Introduction:  The diagnosis of symptomatic pelvic venous disorders in women is complicated when concomitant gynecologic disorders are present.  The prevalence of gynecologic disorders in women with symptomatic pelvic venous insufficiency (PVI) and the effectiveness of endovascular intervention is currently ill defined.  The purpose of this investigation is to determine the prevalence of concomitant gynecologic disorders and to assess the effectiveness of therapeutic interventions in a subset of women with a history of endometriosis.

Methods:  We retrospectively reviewed the results of 2544 women treated for symptomatic PVI, from January 2017 to March 2024.  Women were divided in three groups.  Pelvic pain alone, leg pain alone or combined pelvic and leg pain (mixed).  Patient demographics, prevalence of concomitant gynecologic  disorders, presenting symptoms, CEAP, rVCSS, pre and post visual analog pain scores (VAS), stent type, vein territory covered and reintervention rates were assessed.
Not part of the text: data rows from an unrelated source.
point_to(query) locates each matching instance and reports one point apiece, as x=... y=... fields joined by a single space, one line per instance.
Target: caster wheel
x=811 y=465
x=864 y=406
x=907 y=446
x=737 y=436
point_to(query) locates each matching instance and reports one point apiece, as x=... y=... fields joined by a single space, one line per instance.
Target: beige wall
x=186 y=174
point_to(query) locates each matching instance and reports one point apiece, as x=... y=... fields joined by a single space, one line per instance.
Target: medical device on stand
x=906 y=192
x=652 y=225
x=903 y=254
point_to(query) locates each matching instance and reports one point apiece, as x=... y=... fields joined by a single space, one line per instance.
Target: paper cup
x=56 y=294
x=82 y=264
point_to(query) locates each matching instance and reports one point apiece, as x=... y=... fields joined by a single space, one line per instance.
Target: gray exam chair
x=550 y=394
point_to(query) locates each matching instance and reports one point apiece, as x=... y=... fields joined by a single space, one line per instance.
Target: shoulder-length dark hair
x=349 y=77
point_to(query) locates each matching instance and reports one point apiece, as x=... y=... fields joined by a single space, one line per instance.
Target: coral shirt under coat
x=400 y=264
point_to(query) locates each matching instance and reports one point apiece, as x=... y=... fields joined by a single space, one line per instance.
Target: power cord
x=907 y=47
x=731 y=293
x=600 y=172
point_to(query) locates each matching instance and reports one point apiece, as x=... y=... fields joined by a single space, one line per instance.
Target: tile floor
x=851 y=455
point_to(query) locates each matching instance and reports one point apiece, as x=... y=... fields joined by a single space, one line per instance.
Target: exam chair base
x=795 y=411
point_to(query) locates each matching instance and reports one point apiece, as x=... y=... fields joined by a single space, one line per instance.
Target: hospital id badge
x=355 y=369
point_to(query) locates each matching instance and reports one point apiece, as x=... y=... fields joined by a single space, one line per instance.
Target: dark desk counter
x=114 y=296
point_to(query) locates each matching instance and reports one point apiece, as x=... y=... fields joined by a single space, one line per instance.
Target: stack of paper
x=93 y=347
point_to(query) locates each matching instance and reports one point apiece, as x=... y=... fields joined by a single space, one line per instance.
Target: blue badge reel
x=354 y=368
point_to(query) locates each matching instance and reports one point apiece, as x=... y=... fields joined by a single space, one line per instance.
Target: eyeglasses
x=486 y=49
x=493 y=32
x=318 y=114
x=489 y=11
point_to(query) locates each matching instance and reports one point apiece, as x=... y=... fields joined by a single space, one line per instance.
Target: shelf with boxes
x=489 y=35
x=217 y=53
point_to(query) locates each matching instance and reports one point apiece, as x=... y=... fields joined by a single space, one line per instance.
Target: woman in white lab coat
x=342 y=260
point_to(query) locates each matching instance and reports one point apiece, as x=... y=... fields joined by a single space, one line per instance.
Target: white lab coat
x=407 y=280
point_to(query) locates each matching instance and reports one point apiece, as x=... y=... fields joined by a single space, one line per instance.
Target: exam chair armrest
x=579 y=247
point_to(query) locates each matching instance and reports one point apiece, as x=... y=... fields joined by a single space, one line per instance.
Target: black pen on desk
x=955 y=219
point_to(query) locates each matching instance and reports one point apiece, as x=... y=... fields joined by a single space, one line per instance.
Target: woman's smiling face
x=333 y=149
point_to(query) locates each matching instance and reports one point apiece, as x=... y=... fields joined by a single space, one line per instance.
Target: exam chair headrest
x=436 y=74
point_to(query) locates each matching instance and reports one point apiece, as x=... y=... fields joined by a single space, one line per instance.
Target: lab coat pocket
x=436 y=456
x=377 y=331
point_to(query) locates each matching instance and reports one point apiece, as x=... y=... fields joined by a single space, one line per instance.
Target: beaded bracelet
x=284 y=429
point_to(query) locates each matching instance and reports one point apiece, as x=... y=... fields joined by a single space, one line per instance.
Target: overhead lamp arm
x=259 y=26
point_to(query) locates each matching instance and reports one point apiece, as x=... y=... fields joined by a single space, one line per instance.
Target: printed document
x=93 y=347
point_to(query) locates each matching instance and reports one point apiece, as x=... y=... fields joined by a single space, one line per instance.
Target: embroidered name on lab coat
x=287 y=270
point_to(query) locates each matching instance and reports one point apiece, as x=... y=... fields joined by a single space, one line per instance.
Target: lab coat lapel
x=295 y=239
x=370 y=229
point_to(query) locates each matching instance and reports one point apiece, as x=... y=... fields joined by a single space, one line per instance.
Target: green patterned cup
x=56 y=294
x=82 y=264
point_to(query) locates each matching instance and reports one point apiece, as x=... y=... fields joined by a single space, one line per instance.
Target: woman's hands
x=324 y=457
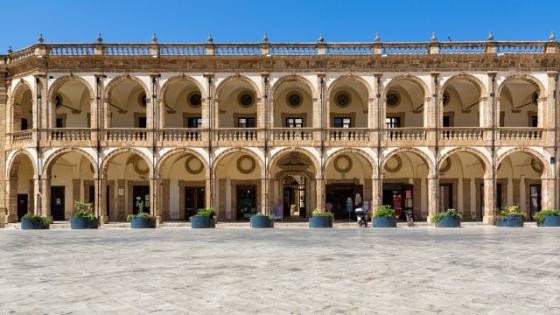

Results:  Of the 2544 women, 70 presented with pelvic pain, 1012 with leg pain and 1454 with combined pelvic and leg pain.  The average age of the cohort was 56.  Racial distribution was the following:  49% Caucasian, 16% African American, 11% Hispanic, 1% Asian and 23% unknown.  The most common gynecologic disorders reported were uterine fibroids (4%), endometriosis 44%, ovarian cysts 2.8%, polycystic ovaries 1.5%.  Average follow-up was 2.32±2.4 years.  Pre-op VAS scores were the following:  Pelvic (7.61 ± 3.72), Leg (6.18 ± 2.95) and mixed (5.72 ± 3.72).  For women with a history of endometriosis Pre and post VAS scores were the following: (6.98 ± 3.29) and (5.75 ± 3.25). The average between procedure date and the latest follow up for the Endometriosis patients is 28 months. A total of 1738 stents were placed:  Pelvic (n=27), Leg (n=564) and Mixed (n=935).  The most common stent diameters and lengths were 14 and 16 millimeters(mm) and 140 and 160 mm.  The left common and external iliac veins were the most common vein territories covered.  There were 215 reinterventions for a 12.5% reintervention rate. Twenty-three percent were ipsilateral to the index stent, 68% were for new contralateral iliac vein stenoses and 9% were for ipsilateral and contralateral lesions. There was total 27 patients with history of Abdominal hysterectomy.

Conclusions:  The prevalence of concomitant gynecologic disorders in women with symptomatic PVI is very low and calls into question whether or not gynecologic assessments for etiologies other than PVI are necessary.  Even in women with a history of endometriosis, endovascular interventions are very successful at ameliorating pelvic and/or leg symptoms.  A history of concomitant gynecologic disorders should not prevent women from therapeutic interventions for the treatment of their symptomatic PVI.